Argonne National Laboratory

Navigating the Blue Waters: Online Failure Prediction in the Petascale Era

TitleNavigating the Blue Waters: Online Failure Prediction in the Petascale Era
Publication TypeReport
Year of Publication2014
AuthorsGainaru, A, Bouguerra, MS, Cappello, F, Snir, M, Kramer, W
Other NumbersANL/MCS-P5219-1014

At the scale of todays large scale systems, fault tolerance is no longer an option, but a necessity. As the size of supercomputers increases, so does the probability of a single component failure within a time frame. With a system MTBF of less than one day and predictions that future systems will experience delays of couple of hours between failures, current fault tolerance strategies face serious limitations. Checkpointing is currently an area of significant research, however, even when implemented in a satisfactory manner, there is still a considerable loss of computation time due to frequent application roll-backs.
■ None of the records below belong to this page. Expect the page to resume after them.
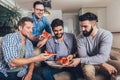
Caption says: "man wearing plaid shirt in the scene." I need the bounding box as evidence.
[0,17,53,80]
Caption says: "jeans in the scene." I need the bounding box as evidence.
[31,73,43,80]
[41,64,83,80]
[0,72,22,80]
[0,72,43,80]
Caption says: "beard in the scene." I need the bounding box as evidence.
[55,33,64,39]
[83,26,93,37]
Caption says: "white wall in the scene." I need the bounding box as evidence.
[47,10,62,23]
[79,7,107,29]
[112,33,120,49]
[107,0,120,32]
[107,0,120,49]
[62,13,79,35]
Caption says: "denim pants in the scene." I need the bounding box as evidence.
[41,64,83,80]
[0,72,22,80]
[0,72,43,80]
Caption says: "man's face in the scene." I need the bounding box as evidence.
[53,26,64,39]
[19,21,33,38]
[33,4,44,19]
[80,20,93,37]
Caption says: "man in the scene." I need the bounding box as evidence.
[41,18,83,80]
[68,12,120,80]
[0,17,53,80]
[28,1,52,48]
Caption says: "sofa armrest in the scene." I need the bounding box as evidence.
[110,51,120,60]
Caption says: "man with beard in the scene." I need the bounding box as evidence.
[68,12,120,80]
[0,17,54,80]
[28,1,52,48]
[41,18,83,80]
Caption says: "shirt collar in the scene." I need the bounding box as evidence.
[32,13,43,21]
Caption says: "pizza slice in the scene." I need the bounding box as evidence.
[42,31,51,38]
[57,55,73,65]
[58,57,69,65]
[44,51,56,55]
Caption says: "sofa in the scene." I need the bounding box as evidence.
[0,37,120,80]
[53,49,120,80]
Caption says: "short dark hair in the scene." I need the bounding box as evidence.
[33,1,44,8]
[17,17,33,28]
[51,18,64,29]
[79,12,98,22]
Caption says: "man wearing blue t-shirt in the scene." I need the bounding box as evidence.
[28,1,52,48]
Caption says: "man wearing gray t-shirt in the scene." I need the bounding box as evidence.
[68,12,120,80]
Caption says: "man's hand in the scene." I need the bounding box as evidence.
[37,38,48,48]
[67,58,80,67]
[34,53,55,62]
[67,55,74,60]
[101,63,117,75]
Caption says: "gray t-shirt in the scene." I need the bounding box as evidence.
[77,28,113,65]
[54,40,68,58]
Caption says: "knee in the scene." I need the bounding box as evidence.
[82,65,95,77]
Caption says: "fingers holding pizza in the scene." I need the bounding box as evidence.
[41,31,51,38]
[44,51,56,56]
[57,55,74,65]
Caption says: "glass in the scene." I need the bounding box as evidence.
[35,8,44,12]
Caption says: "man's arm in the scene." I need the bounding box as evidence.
[23,63,34,80]
[100,63,117,74]
[46,38,55,60]
[44,17,52,34]
[28,33,39,41]
[9,53,53,67]
[37,38,48,48]
[27,63,34,76]
[72,34,78,57]
[2,35,53,67]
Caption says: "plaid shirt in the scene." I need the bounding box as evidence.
[0,31,34,77]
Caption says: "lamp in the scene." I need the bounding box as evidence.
[42,0,51,16]
[44,9,50,16]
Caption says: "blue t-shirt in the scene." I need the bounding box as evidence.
[29,13,52,37]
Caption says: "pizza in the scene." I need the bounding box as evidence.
[58,57,69,65]
[44,51,55,55]
[42,31,51,38]
[57,55,73,65]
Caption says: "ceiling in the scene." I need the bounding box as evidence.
[14,0,111,13]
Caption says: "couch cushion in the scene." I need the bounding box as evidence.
[110,50,120,60]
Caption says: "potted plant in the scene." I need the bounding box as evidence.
[0,5,21,36]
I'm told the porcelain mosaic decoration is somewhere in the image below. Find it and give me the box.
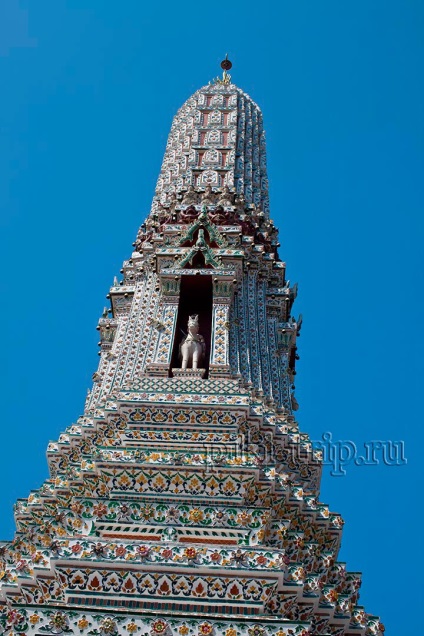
[0,61,383,635]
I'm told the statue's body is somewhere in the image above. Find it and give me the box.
[217,185,234,207]
[180,315,205,370]
[182,185,198,205]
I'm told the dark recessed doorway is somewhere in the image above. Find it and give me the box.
[170,275,213,377]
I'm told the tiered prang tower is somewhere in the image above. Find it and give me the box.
[0,61,383,636]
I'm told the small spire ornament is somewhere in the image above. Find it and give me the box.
[212,54,232,85]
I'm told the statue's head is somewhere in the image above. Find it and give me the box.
[188,314,199,327]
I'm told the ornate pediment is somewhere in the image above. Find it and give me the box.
[178,206,228,248]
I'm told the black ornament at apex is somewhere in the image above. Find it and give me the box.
[221,56,232,71]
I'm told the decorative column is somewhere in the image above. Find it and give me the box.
[209,275,235,378]
[146,275,180,376]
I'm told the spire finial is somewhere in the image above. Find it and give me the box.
[220,54,232,72]
[211,55,232,86]
[220,54,232,84]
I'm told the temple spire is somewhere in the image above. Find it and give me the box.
[0,64,383,636]
[151,73,269,220]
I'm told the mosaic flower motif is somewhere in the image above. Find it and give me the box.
[97,483,109,497]
[126,621,138,633]
[183,547,197,562]
[186,476,201,494]
[289,566,305,581]
[304,576,319,593]
[189,508,204,523]
[265,597,278,613]
[230,549,247,566]
[0,569,7,582]
[93,503,108,518]
[49,611,69,634]
[210,550,221,563]
[7,610,24,626]
[198,622,213,635]
[140,504,155,520]
[115,545,126,558]
[212,510,227,525]
[222,480,236,495]
[165,506,180,522]
[90,542,106,557]
[15,559,29,572]
[71,543,83,555]
[77,617,89,630]
[332,515,344,529]
[118,503,131,520]
[161,548,173,559]
[351,609,366,625]
[212,453,226,465]
[247,627,264,636]
[172,453,186,466]
[151,618,168,635]
[179,626,189,635]
[326,589,338,603]
[137,545,151,559]
[99,617,117,635]
[152,475,167,492]
[29,614,40,625]
[225,629,237,636]
[236,511,252,526]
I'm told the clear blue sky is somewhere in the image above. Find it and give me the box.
[1,1,423,632]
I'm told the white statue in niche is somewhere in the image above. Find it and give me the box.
[180,315,206,370]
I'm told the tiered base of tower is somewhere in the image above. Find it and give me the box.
[0,377,382,636]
With the growing operation cost of extreme scale supercomputers like Blue Waters, the act of predicting failures to prevent the loss of computation hours becomes cumbersome and presents a couple of challenges not encountered for smaller systems.

In this paper, we present a novel methodology for truly online failure prediction for the Blue Water system. We analyze its results and show that some failures types can be predicted with over 60% recall and a precision of over 85%. The failures which represent the main bottlenecks are discussed in detail and possible solutions are proposed by investigating different prediction methods. We show to what extent online failure prediction is a possibility at petascale and what are the challenges in achieving an effective fault prediction mechanism for Blue Waters.